Nearly 250 children in Lehigh County and 100 children in Northampton County suffer from lead poisoning each year, according to the report. Black and Hispanic children are disproportionately affected because they are more likely to live in older properties with deteriorated lead-based paint.
Last year, Lehigh University’s Muzhe Yang, a professor of economics, co-authored a study showing a causal relationship between lead in Newark’s water and adverse fetal health outcomes.
Researchers found prenatal lead exposure increased the chance of low birth weight by 18% and increased the probability of preterm birth by 19%.
“These findings have important policy implications,” said Yang in a news release from Lehigh announcing the report, “especially in light of the substantial number of lead water pipes that remain in use as part of the aging infrastructure and the cost-benefit calculus of lead abatement interventions.”
Lead in the Lehigh Valley
Lead contamination has been a known issue in the Lehigh Valley, largely because of the region’s aging housing stock.
In August, the Lehigh County Authority launched a survey to inventory all water service line pipes connected to the public system. Their goal was to determine the location of pipes composed of lead or other unknown materials.
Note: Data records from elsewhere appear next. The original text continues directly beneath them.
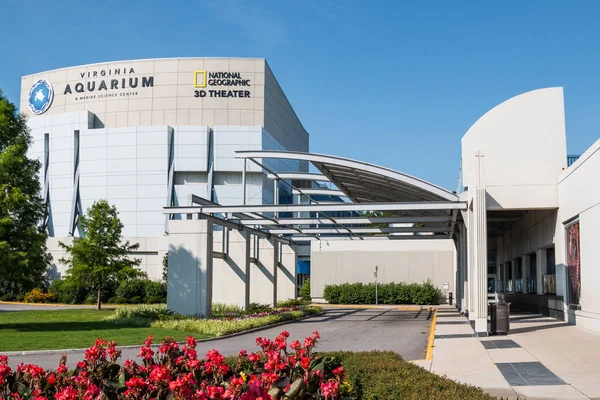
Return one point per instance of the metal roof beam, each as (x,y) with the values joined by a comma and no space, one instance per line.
(348,220)
(321,160)
(406,206)
(321,192)
(336,231)
(240,227)
(298,176)
(389,237)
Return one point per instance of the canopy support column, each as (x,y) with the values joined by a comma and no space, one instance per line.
(190,277)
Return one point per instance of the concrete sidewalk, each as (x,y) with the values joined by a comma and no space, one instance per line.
(542,358)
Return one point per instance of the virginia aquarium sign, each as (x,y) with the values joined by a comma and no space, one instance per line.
(106,83)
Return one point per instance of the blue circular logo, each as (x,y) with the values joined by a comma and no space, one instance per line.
(41,95)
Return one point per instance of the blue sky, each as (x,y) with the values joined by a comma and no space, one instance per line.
(395,83)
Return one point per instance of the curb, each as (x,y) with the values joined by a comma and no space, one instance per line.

“Your part is simple: Just check your home for lead pipes, then complete our online service line survey to tell us what you find—no matter what type of material the pipes are made of,” LCA officials said when announcing the survey.
LCA records show approximately 4,700 public lead service lines in Allentown, but an additional 9,200 service lines are of an unknown material and may be lead, authority spokesperson Susan Sampson said in an email Wednesday.
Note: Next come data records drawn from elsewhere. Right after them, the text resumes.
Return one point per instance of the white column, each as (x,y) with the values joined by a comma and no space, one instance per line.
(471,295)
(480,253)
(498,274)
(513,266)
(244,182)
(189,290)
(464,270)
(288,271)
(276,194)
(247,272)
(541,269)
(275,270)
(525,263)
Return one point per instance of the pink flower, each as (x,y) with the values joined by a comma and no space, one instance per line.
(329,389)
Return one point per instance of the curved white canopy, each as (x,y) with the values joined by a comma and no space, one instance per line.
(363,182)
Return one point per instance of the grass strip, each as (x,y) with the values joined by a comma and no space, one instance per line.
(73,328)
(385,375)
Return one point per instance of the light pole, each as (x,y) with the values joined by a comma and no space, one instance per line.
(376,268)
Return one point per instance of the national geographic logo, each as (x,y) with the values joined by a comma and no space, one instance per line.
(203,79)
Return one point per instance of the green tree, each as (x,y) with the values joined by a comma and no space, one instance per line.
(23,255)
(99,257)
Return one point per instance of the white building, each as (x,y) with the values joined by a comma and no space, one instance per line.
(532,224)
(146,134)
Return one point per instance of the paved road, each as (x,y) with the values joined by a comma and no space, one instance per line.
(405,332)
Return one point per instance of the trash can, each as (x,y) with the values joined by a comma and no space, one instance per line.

There are also about 7,700 privately-owned lines that may need to be replaced because they are lead or galvanized steel, Sampson said. An additional 7,300 privately owned service lines are made of an unknown material and may also require replacement.
Sampson said the authority is working on a lead service line database, and officials plan on developing a public-facing portal for customers to look up their own address to find out if they have a lead service line.
“We expect this tool to be developed sometime next year, as we still have a lot of work to do to verify service line material,” she said.
LCA officials are also preparing a grant application to fund about $2.5 million in lead service line replacements this year, she said. The funding could replace about 150 service lines.
“If we receive grant funds, we will be selecting areas in the city to complete this work where we can help complete both the public and the private side of the service line,” Sampson said. “We also hope to build some service line verification processes into the project so we can work on building out our data set on where the lead service lines exist in Allentown.
“This pilot project will help us put protocols in place to support a long-term, robust program to get the lead out of Allentown’s water system.”